After a little rest and quiet time in my apartment, I headed out on my second grand adventure of the day. I walked about 20 minutes to get to the Galleria Accademia so I could see Michelangelo's masterpiece: David. 

It was indeed a masterpiece. I didn't expect it to be so tall! 


A video of David in all his magnificence: (30 seconds)


I had paid a few extra Euros for a handheld audio guide in English, which I used only minimally. All the signs had both Italian and English explanations, so that provided me with enough information. The audio guide just added more historical background to various pieces throughout the gallery, without really telling much about the piece itself.

To see all the photos I took of the beautiful art within the gallery, you can click on this link:

It was definitely a meaningful experience, and I found myself getting emotional a few times. Sometimes, it would just hit me like a punch in the face. Sometimes I would get a little nudge, with the thought, "You are here in Italy! You are seeing something special right now." And sometimes, I just really wished that Amber was there with me. Last year, we were supposed to go to this very place together, and see David together. I felt the emptiness next to me and it made me get teary more than once. I took lots of pictures to share with her, which I have, and which are included in the album link above. I even bought Amber and the girls a few books from the bookstore there, just to send them a little piece of my experience in being there.
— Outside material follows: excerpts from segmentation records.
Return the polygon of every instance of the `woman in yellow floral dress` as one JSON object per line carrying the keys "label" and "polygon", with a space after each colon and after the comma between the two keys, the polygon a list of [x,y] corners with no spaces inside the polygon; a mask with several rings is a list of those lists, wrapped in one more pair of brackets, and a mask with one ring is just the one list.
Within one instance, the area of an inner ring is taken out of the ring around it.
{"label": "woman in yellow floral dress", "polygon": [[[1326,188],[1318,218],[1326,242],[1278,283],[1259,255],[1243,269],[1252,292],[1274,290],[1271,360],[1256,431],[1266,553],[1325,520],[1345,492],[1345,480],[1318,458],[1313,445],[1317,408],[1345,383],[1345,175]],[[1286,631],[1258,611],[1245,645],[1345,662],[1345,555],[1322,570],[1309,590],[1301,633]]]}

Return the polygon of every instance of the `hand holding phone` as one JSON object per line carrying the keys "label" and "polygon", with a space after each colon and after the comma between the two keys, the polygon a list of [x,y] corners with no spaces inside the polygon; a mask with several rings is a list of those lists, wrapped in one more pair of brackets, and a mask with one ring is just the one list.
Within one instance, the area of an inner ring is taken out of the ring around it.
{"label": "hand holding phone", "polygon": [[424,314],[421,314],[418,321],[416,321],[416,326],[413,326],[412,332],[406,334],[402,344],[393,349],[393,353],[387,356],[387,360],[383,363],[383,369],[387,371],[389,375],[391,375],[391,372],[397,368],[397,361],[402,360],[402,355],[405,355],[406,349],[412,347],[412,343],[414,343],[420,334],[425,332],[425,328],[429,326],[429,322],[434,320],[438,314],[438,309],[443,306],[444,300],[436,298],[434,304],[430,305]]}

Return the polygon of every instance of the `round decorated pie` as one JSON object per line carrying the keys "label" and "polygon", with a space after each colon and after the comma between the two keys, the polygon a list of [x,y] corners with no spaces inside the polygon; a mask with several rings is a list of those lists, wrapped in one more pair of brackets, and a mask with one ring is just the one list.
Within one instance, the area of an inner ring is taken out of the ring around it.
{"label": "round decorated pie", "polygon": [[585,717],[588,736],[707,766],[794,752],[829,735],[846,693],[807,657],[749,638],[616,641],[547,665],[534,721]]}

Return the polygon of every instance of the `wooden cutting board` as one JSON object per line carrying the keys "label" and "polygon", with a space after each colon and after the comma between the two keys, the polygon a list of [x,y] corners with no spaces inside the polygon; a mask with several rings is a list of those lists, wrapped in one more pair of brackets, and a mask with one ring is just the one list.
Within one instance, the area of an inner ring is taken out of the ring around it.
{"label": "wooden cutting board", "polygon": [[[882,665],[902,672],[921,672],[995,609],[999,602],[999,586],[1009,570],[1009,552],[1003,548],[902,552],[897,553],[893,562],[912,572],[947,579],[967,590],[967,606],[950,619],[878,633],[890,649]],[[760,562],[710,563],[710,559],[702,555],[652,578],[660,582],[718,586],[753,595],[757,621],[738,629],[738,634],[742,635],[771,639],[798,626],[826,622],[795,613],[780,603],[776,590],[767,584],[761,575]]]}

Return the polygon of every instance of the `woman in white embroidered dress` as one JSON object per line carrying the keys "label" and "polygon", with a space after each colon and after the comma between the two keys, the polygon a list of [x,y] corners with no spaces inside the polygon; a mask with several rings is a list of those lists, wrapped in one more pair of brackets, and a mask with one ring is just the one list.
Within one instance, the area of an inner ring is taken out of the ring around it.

On my walk back to the apartment, I found a grocery store on the way. I had to get temperature scanned to enter. Same with the museum. I have to wear a mask anytime I go indoors over here. It's just mandatory, no questions asked. After my temperature registered within the normal range, then the little gate opened for me to enter.

I found fresh produce for the first time in Florence, and happily selected a large nectarine, some kiwis and grapes. I found a salad for my dinner, along with some fresh salami for some protein. What took me forever - and I literally mean forever - to find . . . was some milk. In the fresh milk area, there appeared to only be creams and thicker creams. (labeled as "latte") I walked all over the small store, but my only other option was shelf-stable milk. I finally chose a small carton of coconut milk and a box of fiber-rich granola and then made my way up to the front. 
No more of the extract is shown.